Certainly, you have to create an environment within the prison setting where it's not so hard to disclose what happens. Right now, there are so many risks and disincentives that the disclosure just doesn't happen, so it's very grossly under-reported.
We know that in society at large it's an issue. We know that the research suggests that only about 5% of sexual assaults in the community are reported. The great majority just do not get reported.
You have to create an environment where disclosure is more likely to happen. How do you do that? You have to bring education forward for both staff and inmates. You have to do the training. You need to have a strategy to protect those who are more vulnerable and at risk of being victimized. You need to also have a strategy for the predators, to make sure that they don't just get shuffled around.
All that has to come, and you have to track incidents. You have to conduct those regular inmate surveys to ask them if they've been the target of sexual violence and coercion in the last six months, in the last year or ever.
Also, we have to remember that sexual coercion and violence are not just sexual assault. We're talking about sexual harassment, threats and sexual exploitation. All of these things fall under that caption. What we've seen is that the service has simply not done its homework in order to know what the prevalence is, and they can't respond to it because they don't know.
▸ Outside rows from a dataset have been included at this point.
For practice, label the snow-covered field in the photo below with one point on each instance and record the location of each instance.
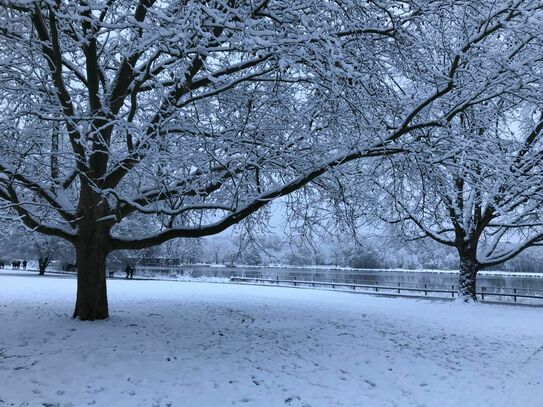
(201, 344)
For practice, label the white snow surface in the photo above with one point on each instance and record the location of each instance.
(200, 344)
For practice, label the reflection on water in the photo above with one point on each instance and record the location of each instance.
(526, 284)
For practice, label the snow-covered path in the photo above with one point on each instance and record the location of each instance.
(199, 344)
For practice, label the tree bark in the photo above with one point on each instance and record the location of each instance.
(91, 302)
(468, 277)
(42, 265)
(92, 247)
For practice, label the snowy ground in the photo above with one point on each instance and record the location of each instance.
(201, 344)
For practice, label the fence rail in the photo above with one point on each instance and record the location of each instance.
(389, 287)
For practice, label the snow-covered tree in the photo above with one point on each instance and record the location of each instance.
(127, 124)
(476, 186)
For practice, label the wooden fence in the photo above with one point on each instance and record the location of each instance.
(397, 288)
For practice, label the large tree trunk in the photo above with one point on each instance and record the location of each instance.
(91, 302)
(91, 248)
(468, 277)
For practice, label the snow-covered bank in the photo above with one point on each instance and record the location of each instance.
(216, 345)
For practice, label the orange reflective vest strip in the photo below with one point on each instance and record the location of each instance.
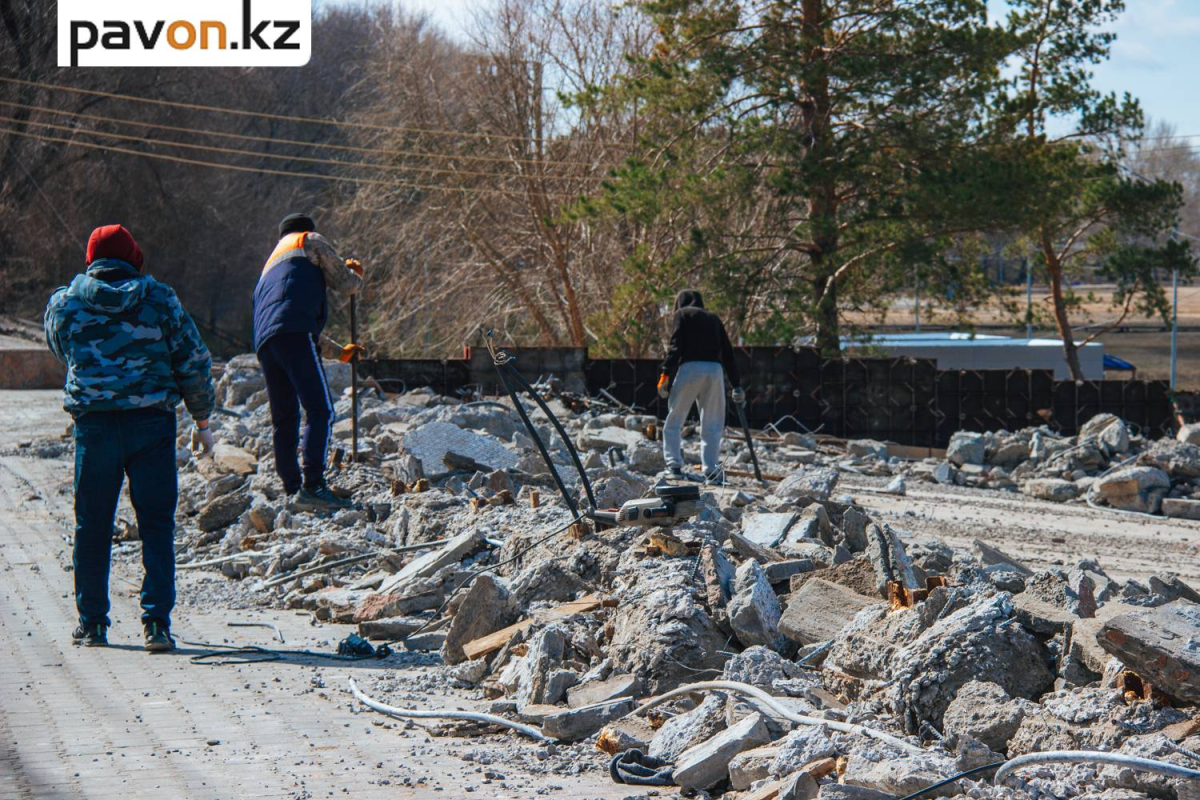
(285, 250)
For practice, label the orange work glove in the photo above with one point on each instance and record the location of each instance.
(351, 352)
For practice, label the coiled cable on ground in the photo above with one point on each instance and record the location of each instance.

The Prison Rape Elimination Act is not the panacea. I'm sure that a Canadian version of it could be drafted to inspire best practices from their experience. They now have a commission based on that statute. They have a resource centre. They've drafted guidelines and best practices. All of this could be inspiring the drafters at the Department of Justice to do a bang-up job to have something that could effect change in the correctional system, and I think not doing it is problematic.